This project is inspired by the DPDK rte_ring architecture and focuses on building a high-performance lock-free ring buffer for low-latency systems workloads.
The primary goal is understanding real inter-core synchronization behavior under contention rather than only maximizing synthetic throughput numbers.
Current design goals:
- Fixed-size FIFO ring buffer.
- Lock-free synchronization for low-latency communication.
- Specialized SPSC and MPMC implementations.
- Compile-time configurable batching.
- Bulk enqueue/dequeue APIs.
- Cache-aware synchronization variable caching.
- Explicit cacheline alignment and false-sharing reduction.
- Publication-frequency tuning.
- SIMD-assisted payload movement for larger payloads.
Status: SPSC paths are heavily optimized and benchmarked. MPMC paths exist but still require deeper scalability and stress validation.

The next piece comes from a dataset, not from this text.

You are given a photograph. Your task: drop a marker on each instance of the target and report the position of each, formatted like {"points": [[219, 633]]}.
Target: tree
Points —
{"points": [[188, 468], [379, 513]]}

The implementation was later refactored into four specialized queue classes:
| Class | Purpose |
|---|---|
SPSCQueue<T> |
Low-latency SPSC queue |
SPSCQueueBatch<T> |
Throughput-oriented batched SPSC queue |
MPMCQueue<T> |
Multi-producer multi-consumer queue |
MPMCQueueBatch<T> |
Batched MPMC queue |
This separation avoids:
- leaking batching logic into latency paths
- leaking MPMC synchronization into SPSC hot paths
- unnecessary branching and template bloat
- instruction-cache pollution
At high optimization levels, simplifying generated machine code became more important than keeping a unified abstraction.
Producer and consumer synchronization variables are isolated:
alignas(64) std::atomic<uint32_t> prod_tail_;
alignas(64) std::atomic<uint32_t> cons_tail_;This reduces:
- MESI invalidation traffic
- cacheline bouncing
- false sharing
Index wrapping uses:
index & (capacity - 1)instead of modulo operations to avoid division instructions in hot paths.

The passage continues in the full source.